What will school look like next year?

Will things go back to normal?

What will be the new normal?

I am proud of the way this community has managed the pandemic. Our commitment to maximizing in-person learning has been based on a fundamental belief that kids learn and grow best when they are able to build relationships with one another and their teachers. While you can try to do that through a screen, there is no substitute for human contact. These students and teachers have willingly, and often joyfully, accepted the restrictions this year has demanded. The fact that we’ve nearly finished the year having missed no days of school to COVID is a testament to them.

And I have met nobody who wants to do it again.

Our hope and intent for next year is to return to normal, with five days of in-person learning, seminar-style classroom setups, large community moments, robust performing arts, and interscholastic athletics. All of that, of course, depends on vaccination rates, vaccine availability for our students, efficacy of the vaccine with the coming of new variants, public health guidance, and a host of other factors we can’t predict. But, if we stay on this trajectory, we should be headed back to normal in the fall.

Returning to normal, though, cannot mean ignoring the lessons we’ve learned this year. There has been more innovation in teaching and learning in the past fifteen months than in the past fifteen years.
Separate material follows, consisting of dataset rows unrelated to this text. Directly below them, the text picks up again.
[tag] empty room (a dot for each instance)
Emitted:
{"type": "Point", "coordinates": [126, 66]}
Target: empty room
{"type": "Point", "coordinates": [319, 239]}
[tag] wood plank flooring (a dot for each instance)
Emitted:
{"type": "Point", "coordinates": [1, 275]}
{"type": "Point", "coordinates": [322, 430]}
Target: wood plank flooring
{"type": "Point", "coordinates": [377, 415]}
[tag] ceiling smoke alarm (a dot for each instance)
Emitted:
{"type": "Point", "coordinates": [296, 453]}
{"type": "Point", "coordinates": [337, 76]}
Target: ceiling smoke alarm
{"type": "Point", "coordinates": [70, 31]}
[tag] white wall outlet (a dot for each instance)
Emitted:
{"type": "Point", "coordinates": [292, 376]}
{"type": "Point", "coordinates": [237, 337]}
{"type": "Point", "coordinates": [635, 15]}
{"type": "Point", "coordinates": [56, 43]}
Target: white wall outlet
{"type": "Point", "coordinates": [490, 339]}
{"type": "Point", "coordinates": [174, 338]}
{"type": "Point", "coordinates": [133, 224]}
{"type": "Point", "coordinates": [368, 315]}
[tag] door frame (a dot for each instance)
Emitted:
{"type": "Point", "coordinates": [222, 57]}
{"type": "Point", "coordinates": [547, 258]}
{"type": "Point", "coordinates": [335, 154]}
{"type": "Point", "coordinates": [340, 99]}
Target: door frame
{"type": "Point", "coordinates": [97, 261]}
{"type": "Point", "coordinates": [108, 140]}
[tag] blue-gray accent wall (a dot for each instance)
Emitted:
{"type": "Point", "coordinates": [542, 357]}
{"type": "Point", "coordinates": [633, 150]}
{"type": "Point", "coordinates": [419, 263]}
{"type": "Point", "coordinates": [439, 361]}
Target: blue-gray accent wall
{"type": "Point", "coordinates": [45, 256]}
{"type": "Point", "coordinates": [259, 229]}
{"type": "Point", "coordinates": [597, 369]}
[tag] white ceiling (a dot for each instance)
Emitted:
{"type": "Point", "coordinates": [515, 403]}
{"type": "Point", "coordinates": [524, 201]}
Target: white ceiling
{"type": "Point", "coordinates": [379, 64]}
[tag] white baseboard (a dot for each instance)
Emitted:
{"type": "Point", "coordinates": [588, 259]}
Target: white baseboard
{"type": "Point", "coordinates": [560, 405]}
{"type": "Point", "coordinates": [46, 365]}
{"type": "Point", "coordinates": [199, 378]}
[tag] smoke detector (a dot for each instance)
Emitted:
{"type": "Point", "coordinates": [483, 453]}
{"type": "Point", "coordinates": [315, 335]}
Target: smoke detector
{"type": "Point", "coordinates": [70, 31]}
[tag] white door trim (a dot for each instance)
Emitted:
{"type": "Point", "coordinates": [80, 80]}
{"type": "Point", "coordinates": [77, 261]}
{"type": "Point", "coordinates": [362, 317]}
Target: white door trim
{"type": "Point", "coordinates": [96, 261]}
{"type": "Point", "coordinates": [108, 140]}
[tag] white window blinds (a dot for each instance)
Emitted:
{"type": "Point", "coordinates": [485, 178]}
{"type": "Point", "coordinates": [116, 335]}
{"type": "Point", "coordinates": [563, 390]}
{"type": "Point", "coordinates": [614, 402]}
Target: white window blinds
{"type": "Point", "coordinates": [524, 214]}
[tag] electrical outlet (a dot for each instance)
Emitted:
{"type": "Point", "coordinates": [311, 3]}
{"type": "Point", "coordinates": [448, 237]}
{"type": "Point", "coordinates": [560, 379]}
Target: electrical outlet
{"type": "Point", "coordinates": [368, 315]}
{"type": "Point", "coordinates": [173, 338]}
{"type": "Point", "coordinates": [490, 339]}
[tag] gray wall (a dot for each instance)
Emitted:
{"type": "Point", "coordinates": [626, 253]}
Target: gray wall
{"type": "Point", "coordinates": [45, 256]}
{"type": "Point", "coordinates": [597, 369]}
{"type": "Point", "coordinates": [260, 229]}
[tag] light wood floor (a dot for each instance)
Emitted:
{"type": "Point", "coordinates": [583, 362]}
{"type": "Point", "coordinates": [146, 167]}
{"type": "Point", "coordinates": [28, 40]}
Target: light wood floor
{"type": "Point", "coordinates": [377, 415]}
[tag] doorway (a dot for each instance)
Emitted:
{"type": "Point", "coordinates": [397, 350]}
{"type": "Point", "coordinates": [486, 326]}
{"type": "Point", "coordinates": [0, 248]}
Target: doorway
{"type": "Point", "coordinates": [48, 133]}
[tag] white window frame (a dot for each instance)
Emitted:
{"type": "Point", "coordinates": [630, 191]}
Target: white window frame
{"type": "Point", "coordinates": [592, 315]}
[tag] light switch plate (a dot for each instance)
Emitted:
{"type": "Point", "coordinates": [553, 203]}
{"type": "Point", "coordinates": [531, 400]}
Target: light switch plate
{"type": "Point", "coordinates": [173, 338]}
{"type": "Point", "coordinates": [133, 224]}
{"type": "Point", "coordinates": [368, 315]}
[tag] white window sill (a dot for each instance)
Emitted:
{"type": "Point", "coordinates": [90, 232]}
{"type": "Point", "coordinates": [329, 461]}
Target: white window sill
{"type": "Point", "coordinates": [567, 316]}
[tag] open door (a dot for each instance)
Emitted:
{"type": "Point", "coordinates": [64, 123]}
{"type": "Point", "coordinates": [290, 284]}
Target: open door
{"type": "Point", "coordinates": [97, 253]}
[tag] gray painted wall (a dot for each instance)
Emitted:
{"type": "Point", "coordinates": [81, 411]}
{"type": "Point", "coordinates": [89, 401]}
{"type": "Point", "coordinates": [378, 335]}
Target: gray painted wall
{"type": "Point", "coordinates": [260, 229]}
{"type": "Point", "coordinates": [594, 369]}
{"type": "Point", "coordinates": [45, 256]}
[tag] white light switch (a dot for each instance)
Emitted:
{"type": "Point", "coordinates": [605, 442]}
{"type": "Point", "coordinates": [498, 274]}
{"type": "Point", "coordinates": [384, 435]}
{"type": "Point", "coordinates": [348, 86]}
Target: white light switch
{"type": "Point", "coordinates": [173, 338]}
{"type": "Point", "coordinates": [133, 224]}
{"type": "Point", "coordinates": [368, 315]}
What can we take from this experience that will make school better for students and families?

In these early days, a few lessons seem clear.

Traditional school schedules don’t work for kids. This year, we had a chance to experiment with late starts and fewer classes per day (with fewer homework preps per night), and longer class periods. I am proud that we have already incorporated those features into next year’s schedule. This is our chance, as a school and as a society, to finally act on what research has been telling us for decades: students learn best when they are well rested, when they have a manageable number of assignments per night, and when they have more time in classes for deep, hands-on inquiry.
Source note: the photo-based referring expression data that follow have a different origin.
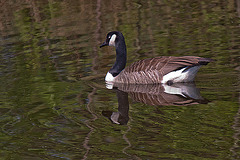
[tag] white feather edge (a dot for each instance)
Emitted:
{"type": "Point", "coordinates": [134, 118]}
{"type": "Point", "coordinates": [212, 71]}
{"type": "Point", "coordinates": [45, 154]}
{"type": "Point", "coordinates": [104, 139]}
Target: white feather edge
{"type": "Point", "coordinates": [180, 76]}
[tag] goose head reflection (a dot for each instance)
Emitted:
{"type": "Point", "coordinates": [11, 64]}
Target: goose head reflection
{"type": "Point", "coordinates": [177, 94]}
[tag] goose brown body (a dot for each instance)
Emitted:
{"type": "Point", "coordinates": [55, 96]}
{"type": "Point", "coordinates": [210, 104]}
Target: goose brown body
{"type": "Point", "coordinates": [165, 69]}
{"type": "Point", "coordinates": [152, 70]}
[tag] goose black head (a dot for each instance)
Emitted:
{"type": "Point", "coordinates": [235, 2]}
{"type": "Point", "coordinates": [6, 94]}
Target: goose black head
{"type": "Point", "coordinates": [112, 39]}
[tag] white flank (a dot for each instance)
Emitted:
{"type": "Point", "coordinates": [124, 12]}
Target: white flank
{"type": "Point", "coordinates": [173, 90]}
{"type": "Point", "coordinates": [180, 76]}
{"type": "Point", "coordinates": [109, 77]}
{"type": "Point", "coordinates": [112, 40]}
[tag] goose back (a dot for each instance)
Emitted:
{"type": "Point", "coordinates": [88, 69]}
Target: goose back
{"type": "Point", "coordinates": [152, 70]}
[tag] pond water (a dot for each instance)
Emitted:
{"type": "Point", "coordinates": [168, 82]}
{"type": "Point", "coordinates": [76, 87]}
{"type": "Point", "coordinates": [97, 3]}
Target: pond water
{"type": "Point", "coordinates": [54, 101]}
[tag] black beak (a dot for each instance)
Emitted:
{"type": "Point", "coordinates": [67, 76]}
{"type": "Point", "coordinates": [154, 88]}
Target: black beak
{"type": "Point", "coordinates": [104, 44]}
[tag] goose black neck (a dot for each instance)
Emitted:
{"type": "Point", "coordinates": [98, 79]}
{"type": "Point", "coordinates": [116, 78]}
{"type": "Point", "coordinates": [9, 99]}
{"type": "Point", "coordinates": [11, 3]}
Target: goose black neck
{"type": "Point", "coordinates": [121, 57]}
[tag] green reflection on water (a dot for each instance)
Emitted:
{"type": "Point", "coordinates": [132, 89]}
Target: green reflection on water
{"type": "Point", "coordinates": [53, 93]}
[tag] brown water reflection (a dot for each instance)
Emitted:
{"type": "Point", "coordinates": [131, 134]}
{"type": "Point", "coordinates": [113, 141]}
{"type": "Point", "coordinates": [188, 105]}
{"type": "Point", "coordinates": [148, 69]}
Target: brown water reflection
{"type": "Point", "coordinates": [178, 94]}
{"type": "Point", "coordinates": [53, 90]}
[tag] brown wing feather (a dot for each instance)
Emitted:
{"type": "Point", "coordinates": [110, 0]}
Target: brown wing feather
{"type": "Point", "coordinates": [152, 70]}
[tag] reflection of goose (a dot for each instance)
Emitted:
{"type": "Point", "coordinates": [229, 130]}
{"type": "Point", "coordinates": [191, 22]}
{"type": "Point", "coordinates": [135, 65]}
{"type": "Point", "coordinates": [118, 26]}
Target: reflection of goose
{"type": "Point", "coordinates": [120, 117]}
{"type": "Point", "coordinates": [153, 70]}
{"type": "Point", "coordinates": [178, 94]}
{"type": "Point", "coordinates": [163, 94]}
We have learned that that new tools and approaches can engage quieter, more introverted students. For years, I have sympathized with parents who are tired of reading the same comment on semester reports: “We wish that Billy would speak up more in class.” Being quiet does not mean being disengaged; Susan Cain’s wonderful book, Quiet, is a fascinating and important exploration of the power of introverts. Look at what happens in an English class when you activate the chat feature in Zoom or ask students to free-write in a Google doc before beginning a conversation. We hear student voices that are otherwise silent. It is not hard to imagine incorporating those tools into an in-person experience. Here at BUA, we already have.

We have found much more equitable ways to engage with parents and guardians in our community, too. In-person parent-teacher conferences on a weekday afternoon, 10am meetings with college and guidance counselors, evening community events — they all disadvantage single-parent households and families with two working parents. They impose a sort of school-engagement tax, which is paid by all and unequally levied. This is not a case for Zoom-only parent and community engagement. But it is worth asking how we can use technology to connect with families in ways that are not only more convenient, but more equitable.

Schools need to return to normal. And they should never be the same.